Sekarang senyuman muncul di wajah Ines. Ia teringat akan lagu yang Gandhi kirimkan padanya tempo hari.


****


Hari Kelima,


Udah pulang kerja? Udah santai? Udah makan?


Ines mengerutkan keningnya. Kebingungan dengan pertanyaan Gandhi yang lebih dari satu.

Ia memutuskan untuk membalas pesannya.


Udah semua. Udah mandi. Udah cantik. Udah siap tidur.


Tak lama kemudian, balasan Gandhi datang.


Gandhi : Jangan dulu tidur. Liat aku dulu mau? Ketemu yu.

Ines : Hah? Kamu udh pulang?

Gandhi : Video Call Nes


Astaga!

Ines menelan ludahnya.

Apa kata Gandhi? Video Call? Hey, tidak salah?

Mengerjapkan mata. Ines memikirkan sejenak apa yang harus ia lakukan sekarang.


Gandhi : Nes? Ketiduran?

O-ow. Ines! balas dulu bisa tidak sih? kenapa harus panik dulu?!


Ines : Oke. Sebentar ya. Tungguin aku lima menit aja.

Dan lima menit yang Ines katakan berubah menjadi lima belas menit karena gadis itu rupanya bergegas menuju meja rias dan memoles dirinya dengan make up tipis yang menyamarkan wajah polosnya dan membuat Ines terlihat lebih segar dari sebelumnya. Ia memakai lip tint berwarna pink sebagai sentuhan akhir. Menatap cermin di hadapannya... Ines tersenyum puas akan penampilannya.

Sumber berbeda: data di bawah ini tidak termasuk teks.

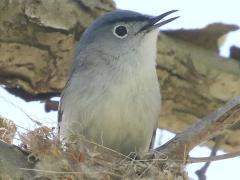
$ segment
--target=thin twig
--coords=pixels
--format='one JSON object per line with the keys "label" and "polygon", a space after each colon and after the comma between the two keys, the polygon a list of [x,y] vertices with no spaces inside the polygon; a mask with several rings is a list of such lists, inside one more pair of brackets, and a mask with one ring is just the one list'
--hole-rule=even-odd
{"label": "thin twig", "polygon": [[50,170],[45,170],[45,169],[30,169],[30,168],[19,168],[22,171],[34,171],[34,172],[42,172],[42,173],[48,173],[48,174],[109,174],[109,175],[113,175],[113,176],[117,176],[117,177],[122,177],[121,175],[115,174],[115,173],[111,173],[111,172],[104,172],[104,171],[99,171],[99,172],[80,172],[80,171],[73,171],[73,172],[63,172],[63,171],[50,171]]}
{"label": "thin twig", "polygon": [[[223,136],[217,136],[217,137],[213,138],[215,144],[211,150],[210,157],[217,155],[217,151],[218,151],[218,148],[219,148],[222,138],[223,138]],[[207,169],[209,168],[211,162],[212,161],[206,162],[199,170],[195,171],[195,174],[198,176],[198,180],[206,180],[207,179],[206,172],[207,172]]]}
{"label": "thin twig", "polygon": [[231,159],[240,156],[240,151],[222,154],[218,156],[211,156],[211,157],[189,157],[188,163],[202,163],[202,162],[212,162],[212,161],[219,161],[224,159]]}
{"label": "thin twig", "polygon": [[5,102],[11,104],[13,107],[15,107],[16,109],[18,109],[19,111],[21,111],[25,116],[27,116],[32,122],[36,123],[38,126],[42,126],[42,123],[40,123],[39,121],[36,121],[35,119],[33,119],[29,114],[27,114],[20,106],[14,104],[13,102],[9,101],[8,99],[6,99],[3,96],[0,96],[0,98],[2,100],[4,100]]}
{"label": "thin twig", "polygon": [[[132,153],[135,153],[135,152],[131,152],[129,155],[125,155],[125,154],[122,154],[122,153],[120,153],[120,152],[118,152],[118,151],[115,151],[115,150],[113,150],[113,149],[111,149],[111,148],[108,148],[108,147],[106,147],[106,146],[104,146],[104,145],[97,144],[97,143],[95,143],[95,142],[93,142],[93,141],[87,140],[87,139],[85,139],[85,138],[79,138],[79,140],[85,141],[86,143],[89,143],[89,144],[96,145],[96,146],[98,146],[98,147],[100,147],[100,148],[103,148],[103,149],[108,150],[108,151],[111,151],[111,152],[113,152],[113,153],[115,153],[115,154],[117,154],[117,155],[119,155],[119,156],[122,156],[122,157],[124,158],[122,161],[124,161],[124,160],[127,159],[127,160],[130,160],[130,161],[133,161],[133,162],[149,162],[149,161],[166,161],[166,160],[168,159],[168,156],[166,156],[165,154],[162,154],[162,155],[160,156],[161,158],[156,158],[156,159],[154,159],[154,158],[151,158],[151,159],[133,159],[133,158],[131,158],[131,154],[132,154]],[[73,144],[74,144],[74,143],[73,143]],[[152,150],[152,151],[154,151],[154,150]],[[156,153],[159,154],[159,152],[156,152]]]}
{"label": "thin twig", "polygon": [[[127,155],[124,155],[124,154],[122,154],[122,153],[120,153],[120,152],[118,152],[118,151],[115,151],[115,150],[111,149],[111,148],[108,148],[108,147],[106,147],[106,146],[104,146],[104,145],[101,145],[101,144],[97,144],[97,143],[95,143],[95,142],[93,142],[93,141],[90,141],[90,140],[87,140],[87,139],[85,139],[85,138],[78,138],[78,140],[84,141],[84,142],[86,142],[86,143],[89,143],[89,144],[92,144],[92,145],[95,145],[95,146],[98,146],[98,147],[100,147],[100,148],[103,148],[103,149],[105,149],[105,150],[108,150],[108,151],[110,151],[110,152],[112,152],[112,153],[114,153],[114,154],[116,154],[116,155],[119,155],[119,156],[121,156],[121,157],[124,157],[124,158],[126,158],[126,159],[129,159],[129,160],[131,160],[131,161],[134,160],[133,158],[131,158],[131,157],[129,156],[129,155],[131,155],[131,153],[127,156]],[[73,143],[73,144],[74,144],[74,143]]]}
{"label": "thin twig", "polygon": [[143,177],[143,175],[149,170],[151,169],[151,167],[153,166],[154,162],[152,162],[151,164],[148,165],[148,167],[138,176],[137,180],[141,179]]}

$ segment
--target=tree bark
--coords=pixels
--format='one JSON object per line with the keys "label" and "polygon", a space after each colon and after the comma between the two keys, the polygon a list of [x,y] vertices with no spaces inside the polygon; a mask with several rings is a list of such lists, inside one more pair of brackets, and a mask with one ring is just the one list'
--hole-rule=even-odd
{"label": "tree bark", "polygon": [[[169,158],[189,163],[203,158],[191,158],[189,152],[199,144],[217,137],[222,138],[219,134],[229,129],[234,124],[240,122],[240,96],[232,99],[226,105],[218,108],[214,112],[208,114],[185,131],[178,133],[174,138],[164,145],[154,149],[160,156],[168,155]],[[220,143],[220,142],[219,142]],[[235,150],[236,151],[236,150]],[[240,151],[231,154],[233,157],[239,156]],[[227,156],[230,158],[230,155]],[[206,158],[204,158],[206,159]],[[220,158],[218,159],[220,160]],[[213,161],[213,160],[212,160]]]}
{"label": "tree bark", "polygon": [[[0,82],[26,100],[60,93],[81,33],[113,9],[111,0],[0,1]],[[163,97],[159,126],[173,132],[240,94],[236,60],[171,33],[159,37],[157,73]],[[222,148],[240,145],[237,130],[229,132]]]}
{"label": "tree bark", "polygon": [[[240,94],[239,62],[180,39],[161,35],[157,72],[163,109],[159,125],[181,132]],[[225,150],[239,146],[238,125],[229,131]]]}
{"label": "tree bark", "polygon": [[74,45],[110,0],[3,0],[0,2],[0,82],[30,94],[60,92]]}

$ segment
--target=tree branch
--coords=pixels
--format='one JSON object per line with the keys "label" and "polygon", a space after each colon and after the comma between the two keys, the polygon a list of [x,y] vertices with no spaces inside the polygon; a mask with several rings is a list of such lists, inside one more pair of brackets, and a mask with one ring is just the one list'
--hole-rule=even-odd
{"label": "tree branch", "polygon": [[212,161],[219,161],[224,159],[231,159],[240,156],[240,151],[222,154],[218,156],[210,156],[210,157],[189,157],[187,163],[201,163],[201,162],[212,162]]}
{"label": "tree branch", "polygon": [[[160,154],[167,154],[171,159],[182,160],[190,162],[206,161],[206,158],[188,158],[190,150],[197,145],[211,139],[223,132],[223,130],[233,126],[240,121],[240,97],[236,97],[229,101],[225,106],[210,113],[208,116],[199,120],[183,133],[177,134],[172,140],[161,147],[155,149]],[[239,152],[225,155],[224,158],[238,156]],[[221,159],[222,156],[211,157],[214,159]],[[209,161],[209,160],[207,160]],[[189,162],[189,161],[188,161]]]}
{"label": "tree branch", "polygon": [[29,163],[28,154],[20,150],[19,147],[9,145],[0,140],[0,179],[4,177],[17,179],[30,179],[33,172],[22,171],[19,168],[33,168],[34,164]]}
{"label": "tree branch", "polygon": [[[213,138],[215,144],[211,150],[210,157],[217,155],[217,151],[219,149],[219,145],[220,145],[222,138],[223,138],[223,136],[221,136],[221,135]],[[211,164],[211,161],[208,161],[199,170],[195,171],[195,174],[198,176],[198,180],[206,180],[207,179],[206,172],[207,172],[207,169],[209,168],[210,164]]]}

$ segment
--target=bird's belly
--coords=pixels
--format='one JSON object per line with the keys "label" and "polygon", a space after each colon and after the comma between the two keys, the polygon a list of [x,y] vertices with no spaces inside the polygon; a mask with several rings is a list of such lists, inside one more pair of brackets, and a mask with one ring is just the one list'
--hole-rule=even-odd
{"label": "bird's belly", "polygon": [[103,104],[97,110],[99,113],[86,124],[86,135],[124,154],[146,151],[157,120],[146,108],[110,100]]}
{"label": "bird's belly", "polygon": [[60,134],[83,135],[125,155],[142,154],[149,148],[159,118],[157,75],[153,70],[110,84],[103,87],[99,83],[97,87],[83,86],[84,89],[77,90],[68,87],[73,89],[67,89],[72,93],[63,96],[63,102],[69,104],[63,104]]}
{"label": "bird's belly", "polygon": [[123,154],[141,154],[148,150],[157,125],[159,87],[157,82],[135,86],[124,84],[107,89],[104,95],[100,92],[92,94],[97,97],[94,103],[79,106],[83,107],[77,115],[81,128],[74,125],[71,129],[76,128],[87,139]]}

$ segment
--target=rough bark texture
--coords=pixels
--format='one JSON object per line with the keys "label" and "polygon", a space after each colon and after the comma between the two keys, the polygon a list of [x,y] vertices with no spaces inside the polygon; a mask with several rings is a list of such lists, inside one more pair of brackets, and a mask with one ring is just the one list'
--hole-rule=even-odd
{"label": "rough bark texture", "polygon": [[110,0],[0,2],[0,82],[31,94],[60,92],[74,45]]}
{"label": "rough bark texture", "polygon": [[[0,82],[12,92],[23,89],[39,99],[61,92],[75,42],[92,20],[114,8],[111,0],[0,1]],[[180,132],[240,94],[239,63],[219,57],[203,44],[182,34],[160,36],[160,128]],[[209,49],[216,47],[211,44]],[[24,93],[18,95],[26,98]],[[222,146],[226,150],[240,146],[236,138],[240,131],[234,129]]]}
{"label": "rough bark texture", "polygon": [[[181,132],[189,124],[239,95],[239,62],[188,42],[160,36],[158,75],[163,93],[160,127]],[[238,128],[224,148],[239,147]],[[223,147],[223,146],[222,146]]]}

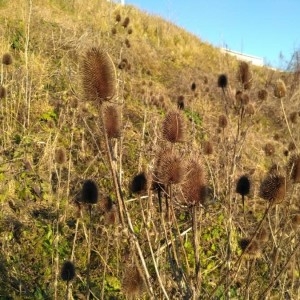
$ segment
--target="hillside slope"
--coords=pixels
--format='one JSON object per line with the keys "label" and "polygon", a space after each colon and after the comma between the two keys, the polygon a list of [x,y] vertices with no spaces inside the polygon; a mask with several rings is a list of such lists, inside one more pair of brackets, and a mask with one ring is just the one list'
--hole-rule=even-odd
{"label": "hillside slope", "polygon": [[299,298],[299,72],[104,0],[0,22],[1,299]]}

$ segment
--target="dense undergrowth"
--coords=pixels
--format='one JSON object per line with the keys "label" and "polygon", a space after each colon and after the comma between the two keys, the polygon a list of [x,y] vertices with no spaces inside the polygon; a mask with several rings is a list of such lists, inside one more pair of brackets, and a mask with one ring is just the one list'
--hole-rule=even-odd
{"label": "dense undergrowth", "polygon": [[297,64],[100,0],[0,22],[1,299],[299,298]]}

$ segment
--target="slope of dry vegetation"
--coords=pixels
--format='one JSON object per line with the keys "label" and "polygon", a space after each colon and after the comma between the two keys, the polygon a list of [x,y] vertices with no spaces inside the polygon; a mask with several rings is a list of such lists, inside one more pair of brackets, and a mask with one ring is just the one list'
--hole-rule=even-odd
{"label": "slope of dry vegetation", "polygon": [[0,22],[1,299],[299,298],[299,71],[104,0]]}

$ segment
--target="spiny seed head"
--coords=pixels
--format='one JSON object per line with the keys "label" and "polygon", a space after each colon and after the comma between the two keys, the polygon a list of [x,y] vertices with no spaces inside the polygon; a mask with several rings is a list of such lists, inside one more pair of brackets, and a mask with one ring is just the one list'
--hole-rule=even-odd
{"label": "spiny seed head", "polygon": [[183,115],[179,111],[170,111],[163,121],[163,137],[171,142],[182,142],[185,133]]}
{"label": "spiny seed head", "polygon": [[196,90],[197,86],[195,82],[192,82],[191,84],[191,90],[194,92]]}
{"label": "spiny seed head", "polygon": [[110,100],[116,93],[116,72],[107,52],[93,47],[82,61],[82,85],[85,97],[90,101]]}
{"label": "spiny seed head", "polygon": [[251,187],[251,182],[248,176],[243,175],[238,179],[235,191],[241,196],[246,196],[250,192],[250,187]]}
{"label": "spiny seed head", "polygon": [[228,84],[228,79],[226,74],[221,74],[218,77],[218,87],[225,89]]}
{"label": "spiny seed head", "polygon": [[122,23],[122,26],[126,28],[129,25],[129,23],[130,23],[130,19],[129,17],[126,17]]}
{"label": "spiny seed head", "polygon": [[260,256],[260,247],[256,240],[252,242],[250,239],[241,239],[239,241],[240,248],[245,253],[245,257],[249,259],[258,258]]}
{"label": "spiny seed head", "polygon": [[245,113],[246,113],[247,115],[249,115],[249,116],[254,115],[255,109],[254,109],[254,105],[253,105],[252,103],[249,103],[249,104],[246,106]]}
{"label": "spiny seed head", "polygon": [[117,34],[117,28],[116,28],[116,27],[113,27],[113,28],[111,29],[111,34],[112,34],[112,35]]}
{"label": "spiny seed head", "polygon": [[182,159],[170,149],[162,150],[157,159],[157,178],[164,185],[180,183],[184,177]]}
{"label": "spiny seed head", "polygon": [[266,156],[272,156],[275,153],[275,147],[271,143],[267,143],[264,146],[264,151]]}
{"label": "spiny seed head", "polygon": [[265,101],[268,99],[268,91],[265,89],[261,89],[257,92],[257,97],[259,100]]}
{"label": "spiny seed head", "polygon": [[75,277],[75,266],[71,261],[65,261],[60,271],[63,281],[71,281]]}
{"label": "spiny seed head", "polygon": [[294,151],[296,150],[296,145],[294,142],[290,142],[288,146],[289,151]]}
{"label": "spiny seed head", "polygon": [[286,182],[282,175],[269,174],[260,185],[259,197],[274,204],[282,202],[285,194]]}
{"label": "spiny seed head", "polygon": [[219,116],[219,127],[226,128],[228,125],[227,117],[225,115]]}
{"label": "spiny seed head", "polygon": [[202,143],[202,148],[205,155],[211,155],[214,152],[213,144],[210,141],[204,141]]}
{"label": "spiny seed head", "polygon": [[8,65],[11,65],[12,63],[13,63],[13,59],[12,59],[11,54],[9,54],[9,53],[3,54],[2,64],[8,66]]}
{"label": "spiny seed head", "polygon": [[299,226],[300,226],[300,214],[299,213],[292,216],[292,226],[293,226],[294,230],[299,228]]}
{"label": "spiny seed head", "polygon": [[87,204],[98,202],[98,186],[93,180],[86,180],[81,190],[81,201]]}
{"label": "spiny seed head", "polygon": [[116,14],[116,22],[119,23],[121,21],[121,15]]}
{"label": "spiny seed head", "polygon": [[207,195],[206,176],[202,165],[190,160],[186,168],[186,178],[182,182],[182,193],[188,205],[204,204]]}
{"label": "spiny seed head", "polygon": [[292,113],[290,113],[290,120],[293,124],[297,124],[298,113],[296,111],[293,111]]}
{"label": "spiny seed head", "polygon": [[129,29],[127,30],[127,33],[128,33],[128,34],[132,34],[132,32],[133,32],[132,28],[129,28]]}
{"label": "spiny seed head", "polygon": [[112,204],[111,209],[105,212],[104,223],[106,225],[117,225],[119,223],[118,210],[115,204]]}
{"label": "spiny seed head", "polygon": [[55,162],[59,165],[63,165],[67,161],[67,153],[64,147],[55,149]]}
{"label": "spiny seed head", "polygon": [[141,194],[148,189],[148,180],[145,172],[139,173],[133,177],[130,185],[130,191],[134,194]]}
{"label": "spiny seed head", "polygon": [[137,299],[143,293],[144,279],[137,266],[126,268],[122,286],[124,293],[132,299]]}
{"label": "spiny seed head", "polygon": [[177,107],[180,110],[184,110],[184,97],[183,96],[179,96],[177,98]]}
{"label": "spiny seed head", "polygon": [[274,96],[276,98],[283,98],[286,95],[286,86],[282,79],[278,79],[274,85]]}
{"label": "spiny seed head", "polygon": [[113,205],[114,205],[114,203],[109,196],[106,196],[100,200],[100,209],[103,212],[111,211]]}
{"label": "spiny seed head", "polygon": [[121,117],[115,105],[108,105],[103,111],[104,127],[109,139],[118,138],[121,135]]}
{"label": "spiny seed head", "polygon": [[6,98],[6,88],[0,85],[0,99]]}
{"label": "spiny seed head", "polygon": [[129,39],[125,39],[125,46],[127,47],[127,48],[130,48],[131,47],[131,44],[130,44],[130,41],[129,41]]}
{"label": "spiny seed head", "polygon": [[243,85],[245,90],[251,88],[252,84],[252,75],[250,71],[249,64],[245,61],[241,61],[238,67],[237,79]]}
{"label": "spiny seed head", "polygon": [[300,183],[300,155],[293,155],[287,166],[288,176],[293,183]]}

Gadis itu kembali pada ponselnya dan mengabari Gandhi bahwa ia sudah selesai.

Tapi sudah sepuluh menit menunggu, tidak ada balasan dari Gandhi. Bahkan pesannya saja tidak dibaca.

Jangan-jangan malah Gandhi yang ketiduran?

Ah, baiklah. Sepertinya dandan kilat Ines barusan sia-sia.

Lagipula, kenapa juga Ines harus berdandan sih? Gandhi menunggu lama kan jadinya!

Ya Tuhan. Ines boleh kesal tidak sih? tapi lebih dari apapun, rasa kecewa lebih besar dari rasa kesal yang ia rasakan sekarang. Yah....


*****


Ines terbangun dari tidur karena suara alarm yang mengusiknya. Ia menyipitkan mata untuk menyesuaikan cahaya yang masuk ke dalam kamarnya. Sudah jam delapan ternyata. Ines tidur lagi setelah selesai salat subuh karena hari ini weekend dan ia tidak akan berolahraga bersama Gandhi. Ya bagaimana mau berolahraga, Gandhi nya saja tidak ada.

Ah, memikirkan hal itu kenapa malah membuat Ines kesal sekali sih?

Ines membalikkan tubuhnya. Ia memutuskan untuk kembali tidur, tapi ponselnya malah berbunyi lagi. Kali ini deringan telpon.

Duh, siapa juga yang menelponnya sepagi ini?!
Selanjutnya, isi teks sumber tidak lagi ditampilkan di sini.